In a large bowl, using a whisk, combine the flour, baking powder, baking soda, and salt.
Add the cold butter to the bowl, and using a pastry blender, two forks, or your fingertips cut the butter into the dry ingredients until the butter is the size of peas.
Add the cold buttermilk and use a rubber spatula or both hands to mix the dough until everything is just combined. Do not over mix.
Scrape the dough out onto a lightly floured work surface and knead 4 or 5 times, just until you have a smooth surface area on top.
Use your hands to shape the dough into a rough rectangle, then use a rolling pin to roll out the dough to a rectangle with a ¾ inch thickness.
Use a knife or metal bench knife to cut the rectangle into 2½ inch squares.
You should get about 10 to 12 biscuits.
Place the biscuits on parchment lined baking sheets, spacing them about an inch apart. Brush the tops of the biscuits with melted butter.
Put the biscuits in the oven and bake until golden brown, about 13 to 14 minutes, rotating the pan halfway through the baking time.
Remove the pan from the oven and cool on a wire rack for a few minutes. Serve the biscuits warm.

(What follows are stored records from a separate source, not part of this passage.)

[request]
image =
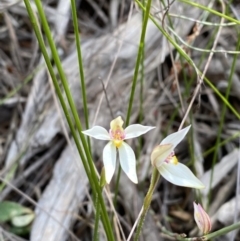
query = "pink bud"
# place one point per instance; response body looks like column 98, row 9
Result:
column 202, row 219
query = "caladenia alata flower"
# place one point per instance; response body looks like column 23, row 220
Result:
column 202, row 219
column 116, row 136
column 164, row 159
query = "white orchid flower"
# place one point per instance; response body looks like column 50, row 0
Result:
column 116, row 137
column 164, row 159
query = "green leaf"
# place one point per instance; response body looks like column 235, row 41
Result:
column 22, row 221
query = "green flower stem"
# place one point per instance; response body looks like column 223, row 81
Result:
column 80, row 62
column 147, row 202
column 138, row 61
column 86, row 157
column 135, row 77
column 97, row 217
column 193, row 3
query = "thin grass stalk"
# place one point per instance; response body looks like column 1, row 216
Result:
column 138, row 61
column 135, row 77
column 97, row 217
column 189, row 60
column 209, row 236
column 223, row 114
column 80, row 65
column 89, row 167
column 20, row 86
column 147, row 202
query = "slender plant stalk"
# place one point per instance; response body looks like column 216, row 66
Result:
column 134, row 82
column 80, row 64
column 97, row 217
column 211, row 10
column 147, row 201
column 223, row 114
column 86, row 157
column 209, row 236
column 190, row 61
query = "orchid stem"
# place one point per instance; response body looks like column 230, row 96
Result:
column 147, row 201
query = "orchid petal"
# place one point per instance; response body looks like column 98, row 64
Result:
column 160, row 154
column 109, row 160
column 176, row 137
column 128, row 161
column 97, row 132
column 136, row 130
column 179, row 175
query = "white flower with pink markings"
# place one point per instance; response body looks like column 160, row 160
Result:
column 116, row 136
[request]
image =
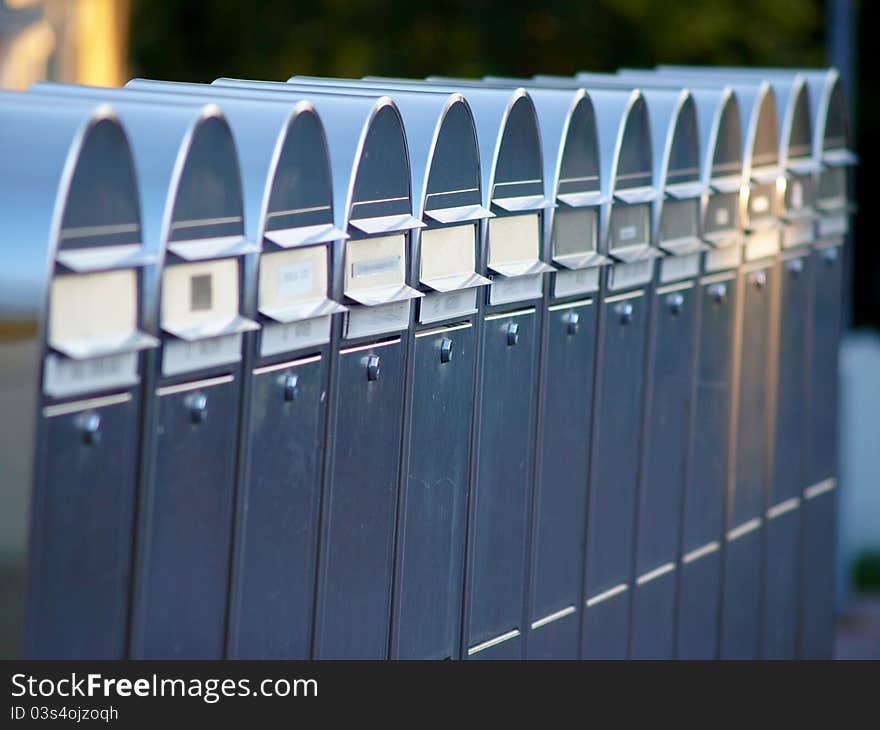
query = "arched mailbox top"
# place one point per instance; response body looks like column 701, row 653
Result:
column 723, row 150
column 760, row 132
column 680, row 162
column 832, row 122
column 207, row 194
column 58, row 160
column 101, row 206
column 796, row 130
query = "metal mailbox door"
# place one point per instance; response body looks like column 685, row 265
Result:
column 187, row 570
column 561, row 507
column 435, row 472
column 612, row 507
column 558, row 528
column 187, row 502
column 278, row 539
column 706, row 490
column 782, row 539
column 86, row 508
column 430, row 567
column 356, row 567
column 741, row 592
column 664, row 471
column 831, row 136
column 500, row 513
column 88, row 419
column 619, row 397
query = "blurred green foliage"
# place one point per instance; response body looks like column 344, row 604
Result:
column 198, row 40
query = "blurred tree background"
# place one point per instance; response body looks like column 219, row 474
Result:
column 199, row 40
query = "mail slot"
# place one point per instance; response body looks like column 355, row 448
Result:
column 73, row 343
column 289, row 209
column 193, row 208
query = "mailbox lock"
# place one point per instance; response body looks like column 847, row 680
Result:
column 512, row 334
column 198, row 407
column 624, row 310
column 445, row 350
column 373, row 367
column 90, row 426
column 290, row 384
column 675, row 302
column 718, row 292
column 795, row 267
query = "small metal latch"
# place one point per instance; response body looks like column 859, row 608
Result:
column 512, row 334
column 90, row 426
column 718, row 292
column 373, row 368
column 290, row 385
column 198, row 407
column 624, row 310
column 675, row 302
column 445, row 350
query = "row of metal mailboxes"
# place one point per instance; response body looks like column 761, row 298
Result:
column 507, row 368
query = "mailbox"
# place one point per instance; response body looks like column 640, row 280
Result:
column 628, row 188
column 373, row 205
column 571, row 169
column 571, row 172
column 432, row 522
column 782, row 539
column 72, row 337
column 823, row 271
column 831, row 151
column 192, row 210
column 510, row 253
column 288, row 199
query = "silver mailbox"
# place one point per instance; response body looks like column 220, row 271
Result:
column 73, row 329
column 289, row 209
column 193, row 215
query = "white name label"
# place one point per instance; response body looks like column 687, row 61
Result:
column 627, row 233
column 720, row 259
column 673, row 268
column 763, row 244
column 797, row 234
column 365, row 321
column 63, row 377
column 182, row 356
column 437, row 306
column 294, row 279
column 516, row 288
column 760, row 204
column 579, row 281
column 275, row 338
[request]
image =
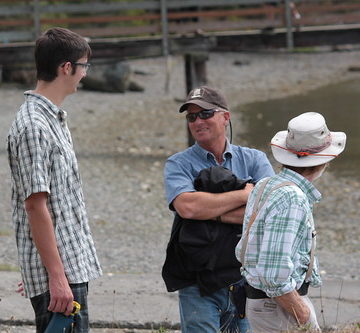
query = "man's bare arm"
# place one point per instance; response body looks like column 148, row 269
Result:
column 293, row 304
column 207, row 206
column 42, row 232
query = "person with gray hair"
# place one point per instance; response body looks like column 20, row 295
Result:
column 278, row 241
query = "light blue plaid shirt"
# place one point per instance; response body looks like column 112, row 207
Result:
column 42, row 159
column 278, row 250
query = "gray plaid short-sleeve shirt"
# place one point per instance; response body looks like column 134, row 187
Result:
column 42, row 159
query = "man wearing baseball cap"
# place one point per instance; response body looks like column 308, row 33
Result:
column 204, row 296
column 278, row 241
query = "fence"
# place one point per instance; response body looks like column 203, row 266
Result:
column 22, row 21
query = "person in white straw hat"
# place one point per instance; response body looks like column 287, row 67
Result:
column 278, row 240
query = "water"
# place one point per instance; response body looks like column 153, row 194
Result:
column 338, row 103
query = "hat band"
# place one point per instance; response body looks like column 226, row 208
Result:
column 302, row 153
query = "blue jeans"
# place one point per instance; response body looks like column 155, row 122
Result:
column 209, row 314
column 41, row 302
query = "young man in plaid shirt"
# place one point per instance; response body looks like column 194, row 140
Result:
column 56, row 251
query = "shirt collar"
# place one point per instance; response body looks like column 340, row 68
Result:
column 53, row 109
column 205, row 154
column 305, row 185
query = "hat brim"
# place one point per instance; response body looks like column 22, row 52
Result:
column 201, row 103
column 283, row 156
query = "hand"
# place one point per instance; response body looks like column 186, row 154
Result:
column 304, row 316
column 21, row 289
column 61, row 296
column 247, row 190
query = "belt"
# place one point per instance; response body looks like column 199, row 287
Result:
column 254, row 293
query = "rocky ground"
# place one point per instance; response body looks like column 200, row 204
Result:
column 122, row 141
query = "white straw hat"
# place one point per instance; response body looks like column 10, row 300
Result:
column 307, row 142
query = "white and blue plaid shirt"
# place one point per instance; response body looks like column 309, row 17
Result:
column 42, row 159
column 278, row 251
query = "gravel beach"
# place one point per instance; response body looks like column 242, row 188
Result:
column 122, row 141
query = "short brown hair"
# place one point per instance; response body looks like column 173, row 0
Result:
column 57, row 46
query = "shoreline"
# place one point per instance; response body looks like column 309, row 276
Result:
column 122, row 141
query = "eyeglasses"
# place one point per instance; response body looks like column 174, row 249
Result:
column 84, row 65
column 203, row 114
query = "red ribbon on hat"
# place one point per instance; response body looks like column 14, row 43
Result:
column 302, row 153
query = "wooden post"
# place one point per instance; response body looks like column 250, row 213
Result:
column 195, row 76
column 36, row 17
column 289, row 27
column 165, row 43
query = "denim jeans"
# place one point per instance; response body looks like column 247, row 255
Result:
column 41, row 302
column 209, row 314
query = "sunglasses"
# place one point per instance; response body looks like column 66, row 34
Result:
column 203, row 114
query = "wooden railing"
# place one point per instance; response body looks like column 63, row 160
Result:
column 22, row 21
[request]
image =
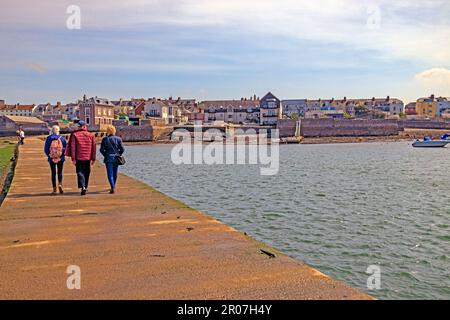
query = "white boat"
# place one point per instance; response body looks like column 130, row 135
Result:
column 431, row 144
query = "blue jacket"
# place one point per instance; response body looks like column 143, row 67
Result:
column 48, row 142
column 111, row 147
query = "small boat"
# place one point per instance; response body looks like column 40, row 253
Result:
column 428, row 143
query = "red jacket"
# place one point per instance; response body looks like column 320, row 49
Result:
column 81, row 146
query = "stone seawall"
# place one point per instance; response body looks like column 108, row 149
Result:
column 135, row 134
column 135, row 244
column 424, row 124
column 348, row 127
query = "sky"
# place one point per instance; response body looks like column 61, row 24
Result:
column 217, row 49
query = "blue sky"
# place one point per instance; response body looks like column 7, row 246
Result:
column 216, row 49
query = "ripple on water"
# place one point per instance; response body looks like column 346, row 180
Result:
column 339, row 208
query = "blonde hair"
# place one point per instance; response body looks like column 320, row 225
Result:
column 56, row 129
column 111, row 130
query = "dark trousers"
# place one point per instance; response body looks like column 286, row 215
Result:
column 53, row 167
column 83, row 173
column 112, row 170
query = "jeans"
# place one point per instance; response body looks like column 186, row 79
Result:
column 83, row 172
column 53, row 167
column 112, row 170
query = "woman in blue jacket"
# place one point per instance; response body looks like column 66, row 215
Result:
column 111, row 148
column 55, row 147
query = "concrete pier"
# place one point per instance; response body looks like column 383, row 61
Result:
column 135, row 244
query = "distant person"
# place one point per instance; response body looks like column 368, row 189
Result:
column 82, row 149
column 21, row 134
column 54, row 148
column 112, row 149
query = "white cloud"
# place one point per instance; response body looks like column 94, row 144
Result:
column 434, row 81
column 435, row 78
column 416, row 30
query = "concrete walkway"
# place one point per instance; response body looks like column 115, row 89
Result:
column 136, row 244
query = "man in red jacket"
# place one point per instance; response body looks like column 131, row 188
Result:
column 81, row 148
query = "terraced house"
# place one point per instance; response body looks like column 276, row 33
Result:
column 271, row 109
column 232, row 111
column 96, row 112
column 20, row 110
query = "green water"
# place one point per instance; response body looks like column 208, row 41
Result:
column 339, row 208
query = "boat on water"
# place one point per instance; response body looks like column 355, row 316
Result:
column 429, row 143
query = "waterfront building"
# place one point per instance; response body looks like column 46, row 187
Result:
column 170, row 113
column 324, row 112
column 442, row 107
column 231, row 111
column 17, row 110
column 96, row 112
column 410, row 110
column 295, row 107
column 27, row 123
column 426, row 107
column 271, row 109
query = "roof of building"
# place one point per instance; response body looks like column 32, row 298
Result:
column 25, row 107
column 25, row 120
column 220, row 104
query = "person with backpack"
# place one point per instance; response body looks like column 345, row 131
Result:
column 21, row 135
column 82, row 150
column 54, row 148
column 112, row 149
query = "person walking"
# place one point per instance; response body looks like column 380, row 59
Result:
column 21, row 134
column 54, row 148
column 112, row 149
column 82, row 149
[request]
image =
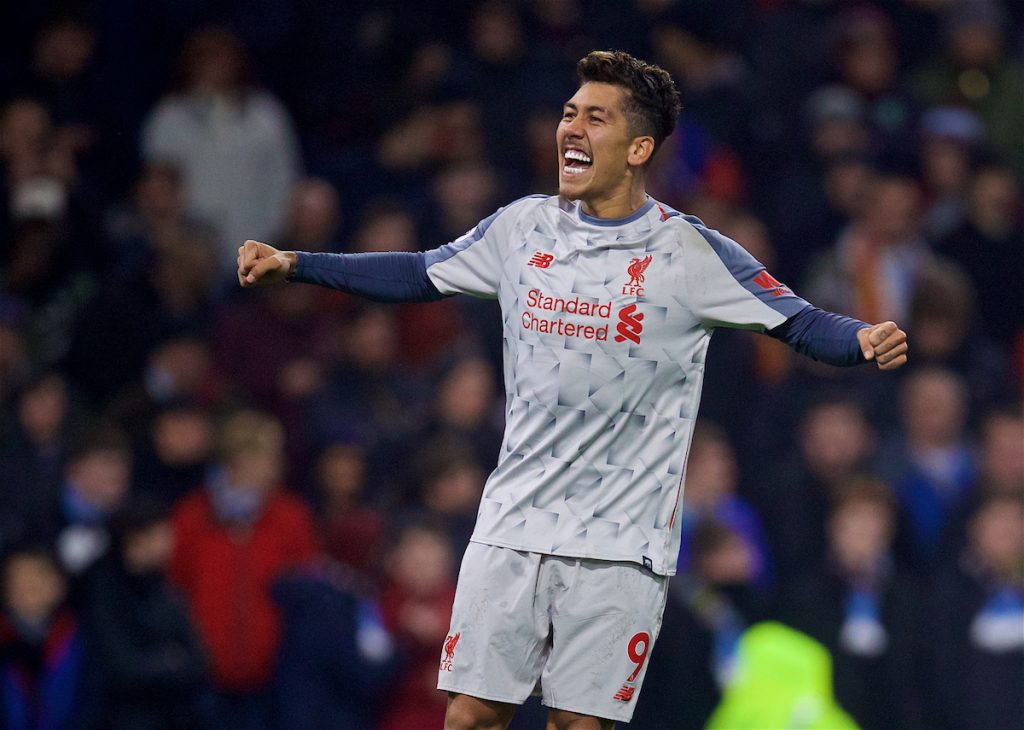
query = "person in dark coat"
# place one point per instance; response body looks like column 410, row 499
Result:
column 156, row 669
column 708, row 609
column 861, row 608
column 336, row 658
column 976, row 653
column 48, row 680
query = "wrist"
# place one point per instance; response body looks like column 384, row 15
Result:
column 291, row 261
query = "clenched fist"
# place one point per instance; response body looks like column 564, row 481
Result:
column 884, row 343
column 260, row 263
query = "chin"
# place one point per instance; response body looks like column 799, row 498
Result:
column 570, row 189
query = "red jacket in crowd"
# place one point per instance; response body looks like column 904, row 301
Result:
column 225, row 572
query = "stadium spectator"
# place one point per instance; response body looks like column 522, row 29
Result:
column 144, row 316
column 989, row 246
column 931, row 465
column 975, row 71
column 977, row 608
column 865, row 57
column 48, row 672
column 155, row 669
column 836, row 442
column 417, row 605
column 233, row 142
column 949, row 335
column 818, row 190
column 179, row 368
column 950, row 137
column 155, row 216
column 313, row 216
column 337, row 659
column 873, row 265
column 369, row 394
column 855, row 601
column 465, row 409
column 176, row 449
column 451, row 482
column 232, row 539
column 96, row 479
column 711, row 492
column 352, row 529
column 37, row 443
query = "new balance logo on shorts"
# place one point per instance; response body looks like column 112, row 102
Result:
column 625, row 694
column 541, row 260
column 450, row 643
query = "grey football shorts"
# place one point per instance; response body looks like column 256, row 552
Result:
column 578, row 630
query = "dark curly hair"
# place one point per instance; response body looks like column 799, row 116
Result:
column 652, row 105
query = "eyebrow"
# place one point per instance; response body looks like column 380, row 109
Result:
column 569, row 104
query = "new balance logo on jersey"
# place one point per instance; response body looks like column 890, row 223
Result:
column 635, row 270
column 770, row 284
column 625, row 694
column 450, row 643
column 541, row 260
column 630, row 325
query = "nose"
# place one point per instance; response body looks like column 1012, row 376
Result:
column 573, row 128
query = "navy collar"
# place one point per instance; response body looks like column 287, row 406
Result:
column 635, row 215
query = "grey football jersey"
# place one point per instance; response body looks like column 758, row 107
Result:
column 606, row 325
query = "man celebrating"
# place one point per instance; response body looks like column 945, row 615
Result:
column 608, row 300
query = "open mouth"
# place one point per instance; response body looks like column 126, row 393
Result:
column 576, row 162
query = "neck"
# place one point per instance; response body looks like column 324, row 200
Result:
column 620, row 203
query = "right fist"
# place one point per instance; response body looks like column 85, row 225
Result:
column 259, row 263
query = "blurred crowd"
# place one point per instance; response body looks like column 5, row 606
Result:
column 247, row 509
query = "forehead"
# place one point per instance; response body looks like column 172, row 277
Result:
column 599, row 93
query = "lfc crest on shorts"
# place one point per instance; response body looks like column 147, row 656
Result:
column 450, row 643
column 635, row 270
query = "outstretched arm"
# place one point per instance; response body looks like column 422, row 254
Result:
column 843, row 341
column 394, row 276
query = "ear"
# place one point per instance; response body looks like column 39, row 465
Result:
column 640, row 151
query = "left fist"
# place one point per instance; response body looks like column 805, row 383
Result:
column 885, row 343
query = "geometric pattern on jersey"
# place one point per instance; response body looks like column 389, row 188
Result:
column 605, row 326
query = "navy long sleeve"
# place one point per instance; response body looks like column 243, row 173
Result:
column 822, row 336
column 396, row 276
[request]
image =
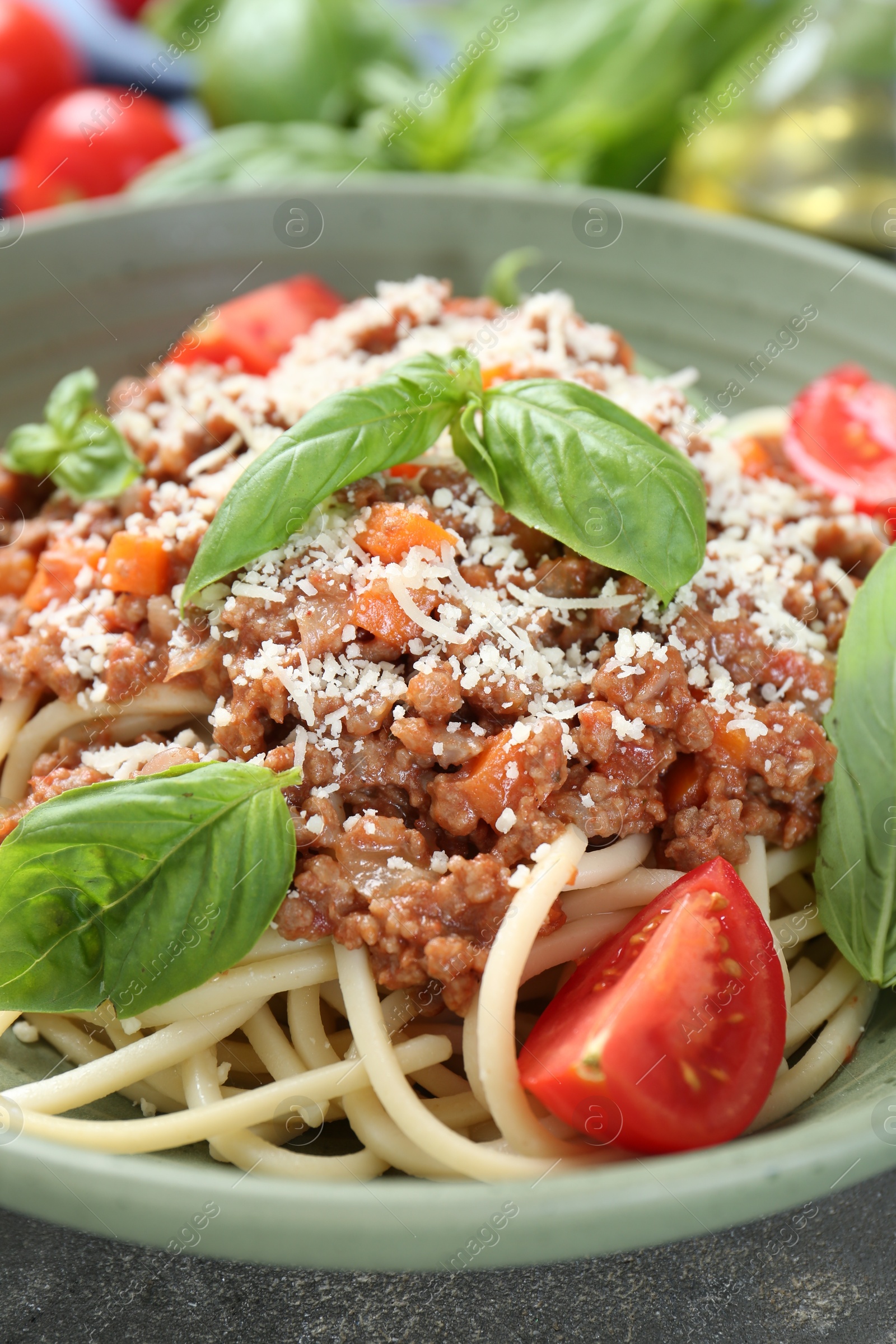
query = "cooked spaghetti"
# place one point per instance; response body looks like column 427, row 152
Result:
column 507, row 750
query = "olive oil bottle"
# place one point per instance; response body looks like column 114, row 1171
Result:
column 801, row 128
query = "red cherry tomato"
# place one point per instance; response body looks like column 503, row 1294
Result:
column 89, row 143
column 36, row 62
column 843, row 437
column 257, row 328
column 669, row 1035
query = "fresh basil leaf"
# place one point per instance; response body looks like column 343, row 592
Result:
column 856, row 867
column 586, row 472
column 469, row 447
column 503, row 281
column 73, row 397
column 139, row 890
column 32, row 451
column 99, row 463
column 78, row 448
column 344, row 437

“Appetizers are huge at Derby time,” says Louisville-native Meghan Love, co-owner of Mable’s Smokehouse & Banquet Hall in Williamsburg, Brooklyn. “Let's face it, we mostly drink and wager, so we have very little time for a sit down meal and that's where the finger food comes in.” She says her Louisville roots have influenced many of the passed hors d’oeuvres she and her husband Jeff Lutonsky prepare for weddings. Go-to apps include deviled eggs, pigs in blankets, crudités and dips and two finger sandwiches, usually Pimiento cheese and Benedictine. “It’s funny, most people are familiar with Pimiento cheese in the South but Benedictine is a Louisville thing through and through. It was invented by a caterer in the late 1800's and is still a staple,” says Love. The bright green dip is served on country white bread (the softer the better) with the crusts cut off.
Benedictine Two Finger Sandwich
8 ounces of cream cheese
2 tablespoon mayonnaise
1 ½ tablespoon diced onion
Green food coloring
Salt and pepper
Grate one seeded and peeled cucumber through the larger holes of a cheese grater.
Squeeze it in a paper towel to remove excess liquid.
Combine with the cream cheese and mayo.
Mix in the diced onion.
Season with salt and white pepper.
Add 2 drops green food coloring and mix until smooth and color blended.
Spread onto soft white bread, cut crusts off and cut into fours.